L'intervista è alla base dell'incriminazione di Berlusconi e di Dell'Utri per le stragi del 92.

Prima che fosse rinvenuta la famosa foto del capitano Arcangioli che lo ritraeva nell'atto di portar via la borsa di Paolo Borsellino e quando la Procura di Caltanisetta era ancora diretta da magiastrati diversi da quelli che attualmente - meritoriamente - la conducono, si sosteneva in sotanza che Borsellino e Falcone avessero acquisito un eccessivo bagaglio di conoscenze sui rapporti Mangano-Berlusconi-Dell'Utri e che non essendo magistrati malleabili, erano stati per questo motivo eliminati. Con stragi.

I giudici che hanno inquisito Berlusconi e Dell'Utri sulla base di questi elementi, ritenevano quindi che in casa di Borsellino c'erano delle cimici che avvisavano i servizi segreti deviati che Borsellino stava parlando di Mangano. Di modo che i Servizi decidevano autonomamnete e all'istante di uccidere Falcone, passavano questa decisione ai mafiosi, i mafiosi si mettevano immediatamente all'opera, scavavano il tunnel sotto l'autostrada di Capaci e facevano l'attentato, il tutto in soli due giorni.

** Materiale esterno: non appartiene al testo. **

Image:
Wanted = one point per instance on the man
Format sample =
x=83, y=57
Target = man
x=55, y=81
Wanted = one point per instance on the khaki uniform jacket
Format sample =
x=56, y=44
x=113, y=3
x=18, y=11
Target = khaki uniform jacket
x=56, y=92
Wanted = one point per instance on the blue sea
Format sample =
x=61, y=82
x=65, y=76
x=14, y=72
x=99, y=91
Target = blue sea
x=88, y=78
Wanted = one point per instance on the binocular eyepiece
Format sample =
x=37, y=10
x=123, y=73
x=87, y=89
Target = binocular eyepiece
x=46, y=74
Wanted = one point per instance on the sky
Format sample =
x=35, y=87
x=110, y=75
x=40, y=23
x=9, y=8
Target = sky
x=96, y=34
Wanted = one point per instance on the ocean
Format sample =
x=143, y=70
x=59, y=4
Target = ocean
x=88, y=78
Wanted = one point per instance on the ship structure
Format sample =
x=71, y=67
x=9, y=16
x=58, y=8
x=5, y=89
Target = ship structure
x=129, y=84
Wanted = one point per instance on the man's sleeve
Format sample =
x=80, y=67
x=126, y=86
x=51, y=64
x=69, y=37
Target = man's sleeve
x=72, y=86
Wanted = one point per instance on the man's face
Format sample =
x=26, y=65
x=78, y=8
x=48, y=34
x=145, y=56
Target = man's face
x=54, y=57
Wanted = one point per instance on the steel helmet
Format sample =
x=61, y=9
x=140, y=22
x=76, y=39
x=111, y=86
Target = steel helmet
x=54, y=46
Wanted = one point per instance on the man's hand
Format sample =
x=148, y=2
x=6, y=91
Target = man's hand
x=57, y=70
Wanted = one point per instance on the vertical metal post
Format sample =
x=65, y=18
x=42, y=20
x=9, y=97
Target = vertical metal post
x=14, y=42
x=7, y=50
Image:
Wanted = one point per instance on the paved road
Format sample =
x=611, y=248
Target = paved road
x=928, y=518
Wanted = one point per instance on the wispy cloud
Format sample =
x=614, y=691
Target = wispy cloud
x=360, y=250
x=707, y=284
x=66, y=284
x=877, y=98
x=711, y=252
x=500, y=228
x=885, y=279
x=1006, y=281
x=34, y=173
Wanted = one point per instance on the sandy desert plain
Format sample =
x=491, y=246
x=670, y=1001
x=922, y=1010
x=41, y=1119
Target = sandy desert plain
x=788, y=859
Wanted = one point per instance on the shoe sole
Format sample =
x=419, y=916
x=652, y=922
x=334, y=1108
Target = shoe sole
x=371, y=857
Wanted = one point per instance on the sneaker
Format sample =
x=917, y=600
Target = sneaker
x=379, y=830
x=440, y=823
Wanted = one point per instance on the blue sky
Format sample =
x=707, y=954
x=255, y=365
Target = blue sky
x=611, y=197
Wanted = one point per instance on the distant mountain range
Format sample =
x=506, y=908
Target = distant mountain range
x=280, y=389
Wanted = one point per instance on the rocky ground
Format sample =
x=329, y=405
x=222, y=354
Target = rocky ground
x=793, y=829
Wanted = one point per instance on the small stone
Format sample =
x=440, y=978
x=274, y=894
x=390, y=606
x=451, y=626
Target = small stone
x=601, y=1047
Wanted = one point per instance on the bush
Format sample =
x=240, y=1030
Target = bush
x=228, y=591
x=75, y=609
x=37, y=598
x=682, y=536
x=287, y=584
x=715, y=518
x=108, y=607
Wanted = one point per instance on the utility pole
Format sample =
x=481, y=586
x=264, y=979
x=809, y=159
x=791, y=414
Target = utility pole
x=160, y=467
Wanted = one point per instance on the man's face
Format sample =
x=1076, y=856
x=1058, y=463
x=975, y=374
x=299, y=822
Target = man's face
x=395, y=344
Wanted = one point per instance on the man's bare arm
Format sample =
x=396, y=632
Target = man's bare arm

E ammazzarono due magistrati come la Morvillo e Falcone e quattro uomini di scorta sol perchè Borsellino in un'intervista a un giornale francese aveva mostrato che lui e Falcone sapevano troppe cose su Mangano, Berlusconi e Dell'Utri.

La verità è un'altra ed è che all'epoca (1992) c'erano rapporti molto tesi fra il governo francese e Berlusconi per le invasioni di Berlusconi nelle reti televisive francesi e in particolre in Canal Plus e c'erano anche rapporti molto tesi fra Craxi e Andreotti da un lato e il governo francese dall'altro per questioni legate a un intervento dei servizi segreti italiani in Tunisia (la parte sana) che fu quasi un colpo di stato e che irretì fortemente il governo francese (vedi: [www.repubblica.it]).

Per cui questa pseudo-intervista era in verità un atto di indagine di sedicenti giornalisti francesi in realtà agenti dei servizi segreti francesi, come si può facilmente rilevare da una prolusione degli stessi Fabrizio Calvi e Jan Pierre Moscardo quando poliziescamente chiedono a Borsellino: "C'è un individuo che in paritcolare ci interessa: Vittorio Mangano".

Perlatro si nota il tentativo maldestro, più da inquirenti che da giornalisti, di far dire a Borsellino anche cose che lui non sa su Mangano e su Dell'Utri, non essendo egli il titolare dell'inchiesta allora in corso.

Per cui i bene informati, ipotizzano, molto più sensatamente, che anche i servizi segreti francesi siano intervenuti nel grande complotto stragista del 1992 contro Craxi e contro Andreotti, supporters politici di Berlusconi, anche sollecitando questa intervista o attingendo attraverso essa informazioni.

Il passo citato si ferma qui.